In actual business scenarios, in addition to various condition calculations and year-on-year comparison calculations, ranking is also a relatively common problem. We often need to use the Rankx function to perform certain TopN calculations, etc.
Microsoft’s newly launched windowing function Rank can be said to be an optimization of the ranking problem and also solves some of the pitfalls of the previous Rankx function.
Basic syntax of Rank function
RANK ( [<ties>][, <relation>][, <orderBy>][, <blanks>][, <partitionBy>][, <matchBy>] )
Parameter introduction:
ties: optional, DENSE or SKIP, ranking processing with the same value.
relation: optional, the table or table expression based on which the ranking is based.
orderBy: optional, sorting basis, if omitted, the second parameter needs to be bound.
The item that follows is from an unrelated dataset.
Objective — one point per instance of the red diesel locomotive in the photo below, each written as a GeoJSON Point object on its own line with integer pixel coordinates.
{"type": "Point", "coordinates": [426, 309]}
blanks: optional, used to handle empty ranking positions.
partitionBy: optional, partition definition, just refer to SQL window partitioning.
matchby: optional, defines a statement that matches data and identifies the column of the current row.
PS:
It seems that there are many parameters. In fact, we use the second parameter and the third parameter more frequently in daily life. The other parameters are generally used to deal with certain special scenarios.
Let’s take a look at the case data in this issue first:
The case data has a total of 3 tables, product table, branch table and fact table. Import them into PowerBI. The model relationship is as follows:
Add base measures:
Sales Amount:
001.SalesAmount = SUMX ( 'Fact_Sales', 'Fact_Sales'[Quantity] * RELATED ( Dim_Product[Price] ) )
Cost of sales:
002.SalesCost = SUMX ( 'Fact_Sales', 'Fact_Sales'[Quantity] * RELATED ( Dim_Product[Cost] ) )
sales profit:
003.SalesProfit = [001.SalesAmount] - [002.SalesCost]
Sales unit price:
001.Price = SUM ( 'Dim_Product'[Price] )
Sales unit cost:
002.Cost = SUM ( 'Dim_Product'[Cost] )
At this point, our preparations are complete. Next, let’s take a look at the performance of the Rank function in different scenarios.
①.Floating point operations
Floating point arithmetic refers to the situation where rankings are disordered because the decimal digits of values are too long. For example, we add the following code:
004.ProfitRankx =
IF (
HASONEFILTER (Dim_Store[City]),
RANKX ( ALLSELECTED ( 'Dim_Store' ), [003.SalesProfit] )
)
The result is as shown below:
You can see that there are many dimensions with different values, but the rankings are the same. Our previous processing method was as follows:
005.ProfitRankxAmend =
IF (
HASONEFILTER (Dim_Store[City]),
RANKX ( ALLSELECTED ( 'Dim_Store' ), ROUND ( [003.SalesProfit], 2 ) )
)
The solution is to use the ROUND function to process the basis value into a fixed number of digits to avoid floating point calculation differences.
With the Rank function, we don’t need to consider this situation.
006.ProfitRank = RANK ( ALLSELECTED ( 'Dim_Store' ), ORDERBY ( [003.SalesProfit], DESC ) )
The result is as follows:
②.Tie-ranking
In actual scenarios, tied rankings often occur. The general way to deal with this situation is to perform weighting processing if a tied ranking is found.
For example, we now sort products based on sales price.
003.RankxPrice = RANKX ( ALLSELECTED ( 'Dim_Product' ), [001.Price],, ASC )
The result is as follows:
To resolve tie rankings, we chose to weight product unit costs.
004.RankxPriceCost =
RANKX (
ALLSELECTED ( 'Dim_Product' ),
[001.Price]
+ RANKX ( ALLSELECTED ( 'Dim_Product' ), [002.Cost],, ASC ) / 10000,
,
ASC
)
The result is as follows:
The writing method has a loss on performance. With the Rank function, we can change the writing method.
005.RankPriceCost =
RANK (
ALLSELECTED ( 'Dim_Product' ),
ORDERBY ( [001.Price], ASC, [002.Cost], ASC )
)
The result is as follows:
Compared with Rankx’s writing method, it is undoubtedly much simpler.
PS:
Friends who are good at SQL can easily find that Microsoft transplanted the Rank function in SQL to DAX. There are differences in writing methods, but the core is basically the same.
③.Performance
Let’s compare the execution performance of the Rankx function and the Rank function in the two scenarios respectively.
It can be seen with the naked eye that there is not much difference between the two in dealing with floating point arithmetic problems.
In dealing with the problem of tied rankings, the performance of the Rank function is higher than that of the Rankx function.
In addition to the above three questions, there are also related absolute rankings, relative rankings, and within-group rankings. White Tea will not be detailed here. Interested friends can test it by themselves.